Manifestation générale des musulmans vendredi 8 janvier

Malaisie: Les non-musulmans autorisés à utiliser le nom d’»Allah» dans leurs publications

Kuala Lumpur, 7 janvier 2009 (Apic) Le gouvernement fédéral de Malaisie s’est déclaré dépassé par l’ampleur des protestations contre l’autorisation accordée aux non-musulmans d’utiliser le nom d’»Allah» dans leurs publications. Ce vendredi, les militants musulmans du pays ont appelé à une manifestation générale contre cette décision de la Haute Cour de Kuala Lumpur.

Le Premier ministre malaisien Najib Abdul Razak s’est dit dans l’incapacité d’empêcher la manifestation générale prévue pour vendredi 8 janvier, jour de prière dans toutes les moquées du pays, contre la décision du 30 décembre dernier de la Haute Cour de Kuala Lumpur. Le tribunal a autorisé, à l’issue d’une longue bataille juridique, les non-musulmans à utiliser le mot «Allah» dans leurs écrits.

La bataille fait déjà rage sur Facebook

Dès la publication du jugement, qui avait provoqué une levée de boucliers immédiate au sein de la majorité musulmane de la Malaisie, le gouvernement a annoncé qu’il allait faire appel de la décision, tout en appelant, en vain, la population au calme. Sur le réseau Facebook, un groupe se dénommant «Les opposants à l’utilisation du mot Allah par les non-musulmans» a déjà enregistré sur la page dédiée à l’affaire plus de 119’000 adhésions, rapporte «Eglises d’Asie» (EdA), l’agence d’information des Missions Etrangères de Paris (MEP).

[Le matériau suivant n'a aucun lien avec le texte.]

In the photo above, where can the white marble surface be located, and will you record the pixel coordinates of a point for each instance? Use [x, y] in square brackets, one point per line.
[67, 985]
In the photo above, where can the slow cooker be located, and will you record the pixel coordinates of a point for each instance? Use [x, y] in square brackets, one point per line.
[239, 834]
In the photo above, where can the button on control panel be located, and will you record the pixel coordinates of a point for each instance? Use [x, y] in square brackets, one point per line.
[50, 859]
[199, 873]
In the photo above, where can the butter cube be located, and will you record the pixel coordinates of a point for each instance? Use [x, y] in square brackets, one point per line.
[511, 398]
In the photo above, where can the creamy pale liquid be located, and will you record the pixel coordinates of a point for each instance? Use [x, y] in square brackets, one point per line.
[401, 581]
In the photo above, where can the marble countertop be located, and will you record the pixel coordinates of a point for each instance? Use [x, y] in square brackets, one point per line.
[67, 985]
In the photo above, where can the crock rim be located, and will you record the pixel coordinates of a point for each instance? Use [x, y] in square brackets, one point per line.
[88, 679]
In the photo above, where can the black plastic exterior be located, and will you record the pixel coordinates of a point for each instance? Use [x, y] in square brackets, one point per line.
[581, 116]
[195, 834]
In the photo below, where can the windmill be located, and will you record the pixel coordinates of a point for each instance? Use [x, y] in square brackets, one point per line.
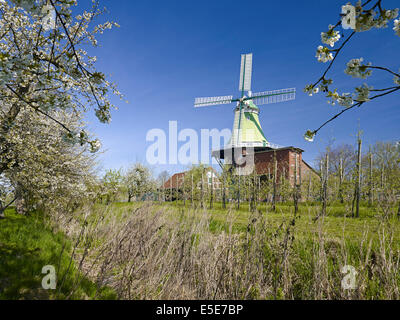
[247, 131]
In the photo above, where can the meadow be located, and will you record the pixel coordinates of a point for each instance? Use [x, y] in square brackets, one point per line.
[157, 250]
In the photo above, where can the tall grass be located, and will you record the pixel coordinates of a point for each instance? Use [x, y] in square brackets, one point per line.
[153, 252]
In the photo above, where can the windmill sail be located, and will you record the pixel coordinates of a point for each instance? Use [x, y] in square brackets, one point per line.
[211, 101]
[246, 70]
[274, 96]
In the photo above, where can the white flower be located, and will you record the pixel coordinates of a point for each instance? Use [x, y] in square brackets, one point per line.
[358, 70]
[95, 146]
[330, 37]
[309, 136]
[397, 27]
[345, 100]
[324, 54]
[309, 89]
[362, 93]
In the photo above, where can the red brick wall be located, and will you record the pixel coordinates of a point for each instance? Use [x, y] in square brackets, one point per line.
[264, 164]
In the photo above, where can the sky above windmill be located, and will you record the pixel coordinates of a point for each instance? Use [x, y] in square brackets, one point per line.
[166, 53]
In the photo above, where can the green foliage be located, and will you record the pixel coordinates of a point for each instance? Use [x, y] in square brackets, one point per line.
[26, 246]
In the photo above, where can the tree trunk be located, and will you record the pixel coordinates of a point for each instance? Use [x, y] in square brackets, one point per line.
[274, 182]
[358, 178]
[296, 207]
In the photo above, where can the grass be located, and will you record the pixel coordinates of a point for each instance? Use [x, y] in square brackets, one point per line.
[27, 244]
[337, 223]
[167, 251]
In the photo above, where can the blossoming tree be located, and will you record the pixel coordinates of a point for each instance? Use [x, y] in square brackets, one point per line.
[359, 18]
[47, 82]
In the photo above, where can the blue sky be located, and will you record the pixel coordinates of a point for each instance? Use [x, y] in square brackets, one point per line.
[166, 53]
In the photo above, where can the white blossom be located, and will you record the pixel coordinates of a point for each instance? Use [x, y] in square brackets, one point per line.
[397, 27]
[330, 37]
[323, 54]
[362, 93]
[356, 69]
[309, 136]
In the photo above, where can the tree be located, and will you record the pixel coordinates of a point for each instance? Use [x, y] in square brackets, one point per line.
[44, 68]
[138, 181]
[112, 183]
[360, 18]
[47, 170]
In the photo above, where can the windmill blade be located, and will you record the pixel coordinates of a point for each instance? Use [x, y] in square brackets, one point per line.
[212, 101]
[274, 96]
[246, 70]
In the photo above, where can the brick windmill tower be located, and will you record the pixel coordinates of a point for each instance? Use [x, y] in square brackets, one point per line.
[247, 132]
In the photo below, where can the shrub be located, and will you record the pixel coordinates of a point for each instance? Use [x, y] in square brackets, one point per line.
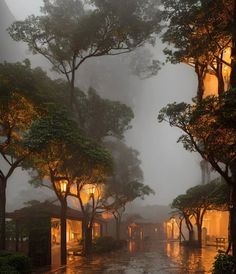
[17, 262]
[223, 264]
[104, 244]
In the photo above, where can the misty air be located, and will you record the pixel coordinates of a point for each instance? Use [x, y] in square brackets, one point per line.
[117, 136]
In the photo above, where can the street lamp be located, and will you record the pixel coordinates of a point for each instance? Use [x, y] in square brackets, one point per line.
[91, 190]
[62, 186]
[172, 220]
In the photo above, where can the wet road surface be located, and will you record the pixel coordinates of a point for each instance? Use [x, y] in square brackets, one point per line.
[145, 258]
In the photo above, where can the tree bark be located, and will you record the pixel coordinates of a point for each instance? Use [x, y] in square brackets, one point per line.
[87, 232]
[117, 228]
[220, 78]
[233, 212]
[63, 234]
[200, 71]
[199, 235]
[2, 214]
[233, 50]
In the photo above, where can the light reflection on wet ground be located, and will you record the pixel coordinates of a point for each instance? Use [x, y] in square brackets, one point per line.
[146, 258]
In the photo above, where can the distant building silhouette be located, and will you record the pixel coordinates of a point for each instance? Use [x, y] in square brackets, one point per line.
[206, 172]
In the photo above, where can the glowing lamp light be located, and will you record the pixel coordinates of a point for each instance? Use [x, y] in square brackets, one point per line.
[62, 186]
[91, 190]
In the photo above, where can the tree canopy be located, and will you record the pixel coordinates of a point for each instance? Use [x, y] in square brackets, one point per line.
[70, 32]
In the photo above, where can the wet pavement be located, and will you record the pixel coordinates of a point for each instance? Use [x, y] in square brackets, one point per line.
[145, 258]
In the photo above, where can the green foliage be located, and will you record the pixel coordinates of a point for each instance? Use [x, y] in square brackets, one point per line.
[223, 263]
[114, 117]
[209, 128]
[126, 184]
[214, 195]
[198, 30]
[14, 263]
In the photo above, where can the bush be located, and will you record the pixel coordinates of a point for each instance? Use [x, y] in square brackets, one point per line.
[17, 262]
[223, 264]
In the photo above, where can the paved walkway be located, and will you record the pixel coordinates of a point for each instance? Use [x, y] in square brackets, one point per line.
[145, 258]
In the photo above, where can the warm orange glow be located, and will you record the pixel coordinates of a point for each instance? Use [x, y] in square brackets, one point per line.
[211, 81]
[107, 215]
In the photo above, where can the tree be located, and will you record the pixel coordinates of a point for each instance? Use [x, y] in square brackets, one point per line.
[99, 29]
[126, 183]
[206, 197]
[114, 117]
[197, 200]
[60, 153]
[209, 130]
[20, 87]
[200, 32]
[182, 203]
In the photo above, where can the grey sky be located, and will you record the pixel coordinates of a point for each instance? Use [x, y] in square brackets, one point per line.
[168, 168]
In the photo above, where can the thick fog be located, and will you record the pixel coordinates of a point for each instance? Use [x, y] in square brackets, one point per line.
[167, 167]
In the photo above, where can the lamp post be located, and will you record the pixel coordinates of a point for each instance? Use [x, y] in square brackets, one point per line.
[62, 188]
[172, 220]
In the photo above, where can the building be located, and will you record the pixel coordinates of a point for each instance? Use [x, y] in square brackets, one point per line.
[37, 232]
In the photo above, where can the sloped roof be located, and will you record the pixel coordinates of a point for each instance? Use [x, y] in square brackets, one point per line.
[46, 209]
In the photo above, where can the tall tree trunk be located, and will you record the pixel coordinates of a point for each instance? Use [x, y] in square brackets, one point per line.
[87, 231]
[2, 214]
[199, 234]
[180, 231]
[221, 85]
[200, 71]
[63, 233]
[117, 228]
[190, 229]
[233, 212]
[233, 50]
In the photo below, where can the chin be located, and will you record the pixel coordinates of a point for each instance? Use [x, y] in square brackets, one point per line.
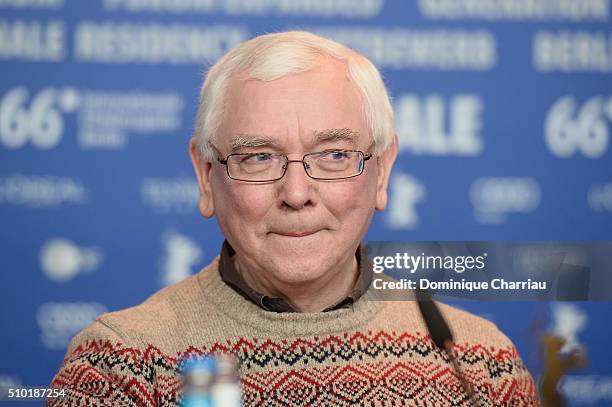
[299, 272]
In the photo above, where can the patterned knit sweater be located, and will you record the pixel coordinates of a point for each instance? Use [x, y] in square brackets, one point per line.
[375, 353]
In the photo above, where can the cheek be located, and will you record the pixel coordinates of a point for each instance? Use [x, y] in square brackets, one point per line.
[353, 198]
[239, 203]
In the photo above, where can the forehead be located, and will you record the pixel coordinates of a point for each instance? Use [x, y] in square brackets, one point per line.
[307, 108]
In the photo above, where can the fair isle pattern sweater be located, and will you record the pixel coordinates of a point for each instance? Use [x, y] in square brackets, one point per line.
[374, 353]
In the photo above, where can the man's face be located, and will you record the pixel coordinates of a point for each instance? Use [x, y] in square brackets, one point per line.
[296, 229]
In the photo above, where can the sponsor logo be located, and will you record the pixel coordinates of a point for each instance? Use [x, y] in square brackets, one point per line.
[60, 321]
[180, 255]
[38, 121]
[32, 3]
[317, 8]
[568, 321]
[570, 129]
[119, 42]
[406, 191]
[572, 51]
[433, 125]
[495, 197]
[61, 259]
[41, 191]
[32, 40]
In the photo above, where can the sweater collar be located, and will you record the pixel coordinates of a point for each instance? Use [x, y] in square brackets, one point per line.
[232, 277]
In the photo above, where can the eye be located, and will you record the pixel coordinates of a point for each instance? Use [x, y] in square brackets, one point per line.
[334, 155]
[257, 158]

Face aux musulmans hostiles à la décision de la Haute Cour, la mobilisation sur internet des partisans de la récente décision de justice se sont eux aussi mobilisés. Toujours sur Facebook, un groupe de «Soutien à l’utilisation du mot ›Allah’ par tous les Malaisiens» a réussi à réunir quelque 11’000 supporters.

Parmi les quelques voix modérées qui se sont fait entendre sur la scène politique, on note celle du leader de l’opposition, Anwar Ibrahim, qui a enjoint les membres de son parti, le People’s Justice Party (ou Keadilan Rakyat), de ne pas prendre part aux manifestations. Le 6 janvier, la Haute Cour a autorisé le ministère fédéral de l’Intérieur à suspendre sa récente décision dans l’attente du jugement en appel, dont l’échéancier de procédure n’a pas encore été fixé.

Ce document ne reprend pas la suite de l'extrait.